Manifund foxManifund
Home
Login
About
People
Categories
Newsletter
HomeAboutPeopleCategoriesLoginCreate
8

Joseph Bloom - Independent AI Safety Research

Technical AI safety
josephbloom avatar

joseph bloom

CompleteGrant
$51,400raised

Project summary

I would like to continue studying offline-RL agents using mechanistic interpretability in order to understand goals and agency.
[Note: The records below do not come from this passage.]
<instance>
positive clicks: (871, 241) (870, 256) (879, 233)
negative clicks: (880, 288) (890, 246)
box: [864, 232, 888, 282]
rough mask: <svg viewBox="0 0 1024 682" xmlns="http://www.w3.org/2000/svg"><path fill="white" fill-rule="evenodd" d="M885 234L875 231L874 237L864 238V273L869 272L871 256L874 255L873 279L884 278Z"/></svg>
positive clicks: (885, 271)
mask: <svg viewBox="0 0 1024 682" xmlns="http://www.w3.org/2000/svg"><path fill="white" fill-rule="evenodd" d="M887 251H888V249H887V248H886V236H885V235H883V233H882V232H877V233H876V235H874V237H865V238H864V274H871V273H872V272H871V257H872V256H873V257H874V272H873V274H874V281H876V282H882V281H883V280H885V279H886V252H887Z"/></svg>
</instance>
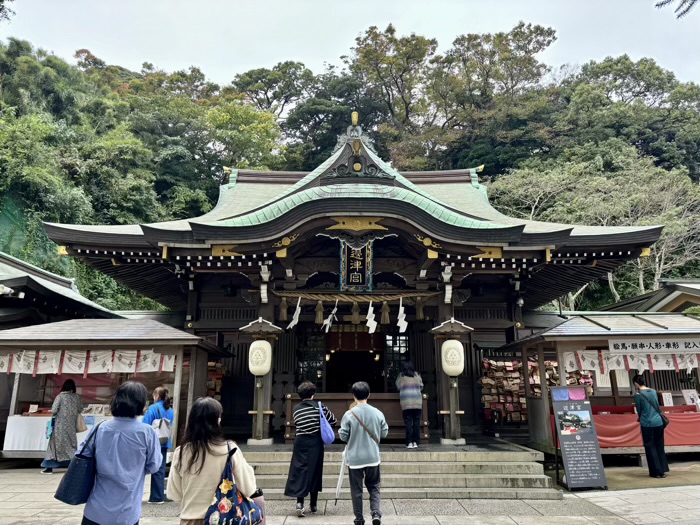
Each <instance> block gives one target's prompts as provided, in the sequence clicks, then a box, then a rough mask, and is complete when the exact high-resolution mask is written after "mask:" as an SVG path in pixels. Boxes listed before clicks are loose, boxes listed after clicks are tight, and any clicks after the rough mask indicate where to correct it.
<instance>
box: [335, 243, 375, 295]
mask: <svg viewBox="0 0 700 525" xmlns="http://www.w3.org/2000/svg"><path fill="white" fill-rule="evenodd" d="M340 289H341V290H343V291H351V292H364V291H367V290H371V289H372V243H371V242H369V243H368V244H366V245H364V246H363V247H362V248H353V247H352V246H349V245H348V244H346V243H345V242H342V241H341V243H340Z"/></svg>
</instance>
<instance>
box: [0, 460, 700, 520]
mask: <svg viewBox="0 0 700 525" xmlns="http://www.w3.org/2000/svg"><path fill="white" fill-rule="evenodd" d="M640 474H641V472H640ZM669 477H670V476H669ZM60 478H61V474H60V473H59V474H55V475H53V476H42V475H41V474H39V472H38V469H0V525H10V524H12V525H14V524H30V523H47V524H48V523H61V524H75V525H77V524H79V523H80V520H81V516H82V507H71V506H68V505H64V504H62V503H60V502H58V501H56V500H55V499H54V498H53V494H54V492H55V490H56V487H57V486H58V483H59V481H60ZM148 486H149V482H148V480H146V487H148ZM267 510H268V520H267V523H268V525H292V524H300V525H303V524H309V525H312V524H325V525H336V524H338V525H339V524H348V525H350V524H351V523H352V508H351V504H350V501H347V500H340V501H338V504H337V505H334V503H333V501H332V500H331V501H327V502H326V501H321V502H320V506H319V513H318V515H315V516H308V517H306V518H303V519H299V518H296V517H293V516H291V515H290V514H291V513H292V510H293V503H292V502H291V501H270V502H268V505H267ZM366 511H367V512H366V513H367V514H368V513H369V509H368V508H367V509H366ZM382 511H383V513H384V519H383V523H384V524H385V525H407V524H416V525H424V524H425V525H428V524H429V525H471V524H473V525H477V524H478V525H565V524H587V525H633V524H634V525H655V524H662V523H663V524H666V523H678V524H681V525H690V524H692V525H700V486H681V487H656V488H645V489H636V490H619V491H591V492H577V493H575V494H568V493H567V494H565V495H564V499H563V500H561V501H546V500H542V501H541V500H488V499H482V500H479V499H471V500H458V499H436V500H414V499H389V500H384V501H383V502H382ZM178 513H179V507H178V505H177V504H176V503H167V504H165V505H160V506H156V505H147V504H144V506H143V517H142V519H141V521H140V523H141V525H156V524H159V525H178V524H179V519H178V518H177V516H178ZM105 525H108V524H105Z"/></svg>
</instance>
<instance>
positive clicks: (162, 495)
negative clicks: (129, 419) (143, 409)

I believe the derived insights may help predict, detect and/or prevent AI misalignment. 


Key Activities:

  • Research mechanistic interpretability (MI) of trajectory transformer models.

  • Build/Maintain Open Source tooling (eg: TransformerLens package) 

  • Mentor, support and advise other researchers/engineers.  

  • Possibly: Start a 501c3 foundation modeled on the Farama Foundation to accelerate alignment tools/infrastructure.

Key reasons:

  • Research: My work is likely to produce insights into alignment relevant questions including foundational MI, goal representations and validating new MI techniques. 

  • Tooling/OpenSource: Open Source Packages enable better MI will lead to faster innovation and adoption. 

  • Community: I’d continue to help others develop technical skills, prioritize research directions and apply for funding and contribute to open source projects.

Project goals

Concretely, I’d like to broaden my current research scope to offline-RL transformers (from Decision Transformers). This will involve training models and then trying using current or novel MI approaches to look for goal representations and understand the mechanisms by which next token predictors “simulate” agents. 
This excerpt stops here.